Hi all,
I am writing to seek suggestions on solving the error message coming from a Linux server when I tried to run OpenMPI. Specifically, I had the following two command lines to the terminal:
make mpi
mpirun -np 2 ./filename
Both commands run well on my own MacBook terminal. However, when I switch to a Linux server (provided by the university), the first one runs well, but the second one spins out the following error message, although the program seems to be running.
Any suggestion on understanding the message or fixing the issue would be highly appreciated!
SERVER:rank0.FILENAME: Failed to get bond0 (unit 0) cpu set
SERVER:rank0.FILENAME: Failed to get bond0 (unit 0) cpu set
SERVER:rank0: PSM3 can't open nic unit: 0 (err=23)
SERVER:rank0: PSM3 can't open nic unit: 0 (err=23)
SERVER:rank0.FILENAME: Failed to get bond0 (unit 0) cpu set
SERVER:rank0: PSM3 can't open nic unit: 0 (err=23)
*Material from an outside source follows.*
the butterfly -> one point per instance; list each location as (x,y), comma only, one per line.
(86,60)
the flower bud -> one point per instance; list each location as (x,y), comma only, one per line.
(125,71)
SERVER:rank1.FILENAME: Failed to get bond0 (unit 0) cpu set
SERVER:rank1: PSM3 can't open nic unit: 0 (err=23)
SERVER:rank1.FILENAME: Failed to get bond0 (unit 0) cpu set
SERVER:rank1: PSM3 can't open nic unit: 0 (err=23)
SERVER:rank1.FILENAME: Failed to get bond0 (unit 0) cpu set
SERVER:rank1: PSM3 can't open nic unit: 0 (err=23)
SERVER:rank0.FILENAME: Failed to get bond0 (unit 0) cpu set
SERVER:rank0: PSM3 can't open nic unit: 0 (err=23)
--------------------------------------------------------------------------
Open MPI failed an OFI Libfabric library call (fi_endpoint). This is highly
unusual; your job may behave unpredictably (and/or abort) after this.
Local host: SERVER
Location: mtl_ofi_component.c:513
Error: Invalid argument (22)
--------------------------------------------------------------------------
SERVER:rank1.FILENAME: Failed to get bond0 (unit 0) cpu set
SERVER:rank1: PSM3 can't open nic unit: 0 (err=23)
Hello. I am processor 0 out of 2
Hello. I am processor 1 out of 2
[SERVER:1022598] 1 more process has sent help message help-mtl-ofi.txt / OFI call fail
[SERVER:1022598] Set MCA parameter "orte_base_help_aggregate" to 0 to see all help / error messages
[Sorry, I don’t know how to block quote all this info and decide to use the code mode for the error message.]
Thanks, and I look forward to hearing from you!
Best,
Long